Still, Levin and one of the recipients of a flyer said they have no doubt that while a crime may not have occurred, there was a motive: to spread hate.
“The honest truth is, it doesn't have to be a crime for it to have a terrible impact on not only the individuals that receive the flyers, but on the entire community that's being attacked,” Levin said. “And the best thing that I think we can do now is to stand up and say this is just unacceptable.”
The sandwich bags were apparently tossed from a passing vehicle in multiple neighborhoods.
Attorney Jeff Wolf said his wife found a flyer in the driveway at their home.
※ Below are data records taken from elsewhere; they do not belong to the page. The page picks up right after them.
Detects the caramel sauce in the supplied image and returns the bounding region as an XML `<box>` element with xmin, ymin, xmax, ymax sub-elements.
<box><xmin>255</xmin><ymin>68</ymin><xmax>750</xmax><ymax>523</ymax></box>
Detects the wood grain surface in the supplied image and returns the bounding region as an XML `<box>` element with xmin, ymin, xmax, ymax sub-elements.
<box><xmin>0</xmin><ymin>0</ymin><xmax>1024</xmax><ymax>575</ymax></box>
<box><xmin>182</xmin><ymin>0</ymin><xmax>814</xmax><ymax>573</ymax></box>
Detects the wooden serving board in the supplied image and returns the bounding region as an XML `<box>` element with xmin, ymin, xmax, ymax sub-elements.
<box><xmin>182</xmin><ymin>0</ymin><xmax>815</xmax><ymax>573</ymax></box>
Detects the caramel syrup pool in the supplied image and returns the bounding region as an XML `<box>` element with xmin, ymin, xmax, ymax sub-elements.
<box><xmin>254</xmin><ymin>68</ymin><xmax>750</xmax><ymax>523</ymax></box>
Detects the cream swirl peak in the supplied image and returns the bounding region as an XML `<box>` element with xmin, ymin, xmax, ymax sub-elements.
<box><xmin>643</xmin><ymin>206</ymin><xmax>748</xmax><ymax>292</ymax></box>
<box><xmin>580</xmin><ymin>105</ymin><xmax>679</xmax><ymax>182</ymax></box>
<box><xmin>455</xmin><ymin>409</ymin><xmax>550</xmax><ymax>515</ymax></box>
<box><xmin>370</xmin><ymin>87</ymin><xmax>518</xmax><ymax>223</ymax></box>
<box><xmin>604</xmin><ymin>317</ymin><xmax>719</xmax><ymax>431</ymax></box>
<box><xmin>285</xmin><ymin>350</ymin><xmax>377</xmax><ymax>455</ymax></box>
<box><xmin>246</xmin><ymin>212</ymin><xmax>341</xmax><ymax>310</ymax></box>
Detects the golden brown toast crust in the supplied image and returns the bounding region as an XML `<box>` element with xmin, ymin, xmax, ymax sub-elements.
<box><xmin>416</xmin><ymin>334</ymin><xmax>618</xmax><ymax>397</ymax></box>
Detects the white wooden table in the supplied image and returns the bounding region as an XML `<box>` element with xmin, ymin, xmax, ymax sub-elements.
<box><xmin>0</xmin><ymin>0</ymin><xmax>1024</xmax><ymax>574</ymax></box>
He said that although he understands legally why it’s not considered a hate crime, the aim of those who spread the flyers is “to sow the seeds of antisemitic hate.”
“It's also designed to harass anyone who is Jewish in our communities against living there because this is the hate they're going to see there,” Wolf said.
The Anti-Defamation League classifies the flyers at “white supremacist propaganda.” The number of such incidents has grown in recent years, from 72 in 2018 to 163 last year.
The latest 2023 numbers show there have been 78 such cases reported, but Levin said after all the data is updated, the number at this point this year will be roughly 100.
Wolf said he has experienced antisemitism throughout his life, from someone burning a swastika into his lawn when he was a kid to someone spray-painting the symbol on his parents’ home. He said he sees the flyers in the same vein and that he refuses to cower to the attacks.
“It's supposed to design fear,” he said. “But if you want to design fear in the Jewish community that I'm a part of, maybe don't do it in the middle of the night like a coward.”